Central recreation hall with chapel over has a double-height canted bay and lower flanking bays with a blind oculus to each floor.
INTERIOR: retains much of the original plan form although modernised. Recreation hall with stage and ornate cast iron columns supporting heavy beams of the chapel above. Two double-leaf entrances of considerable interest having doorcases reputedly carved in a classical style by Richard Dadd. Chapel has exposed yellow brick with polychrome brick aisle arcading on cast iron columns; polychrome brick chancel arch. Open roof of timber trusses; western gallery.

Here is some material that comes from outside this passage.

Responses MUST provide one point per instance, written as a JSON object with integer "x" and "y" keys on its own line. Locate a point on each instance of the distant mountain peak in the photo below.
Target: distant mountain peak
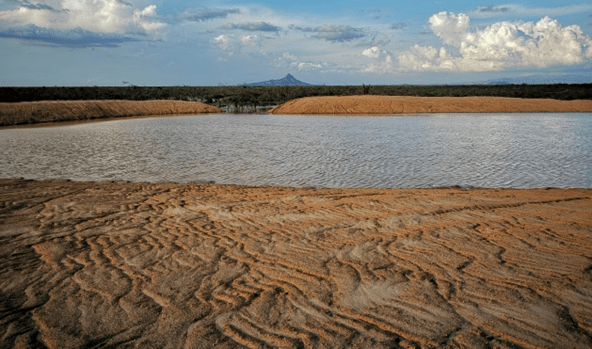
{"x": 288, "y": 80}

HISTORY: the principle of "criminal" insanity was first defined in 1723 by unless offenders could afford the cost of maintenance in a private asylum the only place they could be held was in the county gaol. Two blocks were built for "criminal lunatics" at Bethlehem Hospital in 1816 but it was not until 1860 when an Act "to make better provision for the custody and care of Criminal Lunactics" was passed, following a campaign led by the Earl of Shaftesbury, that action was taken. Broadmoor opened in May 1863 under the management of the Home Office. Although Sir Joshua Jebb, a military engineer and the first Surveyor General of Prisons, had been responsible for designing Pentonville model prison 20 years earlier, his design for Broadmoor was much closer to that of contemporary county lunatic asylums reflecting the attitude towards the 500 male and female patients. One of the first patients to arrive from Bethleham Hospital was the painter Richard Dadd whose insanity had caused him to murder his father but who was able to continue painting picture of considerable quality.
Late C20 additions to rear not of special interest.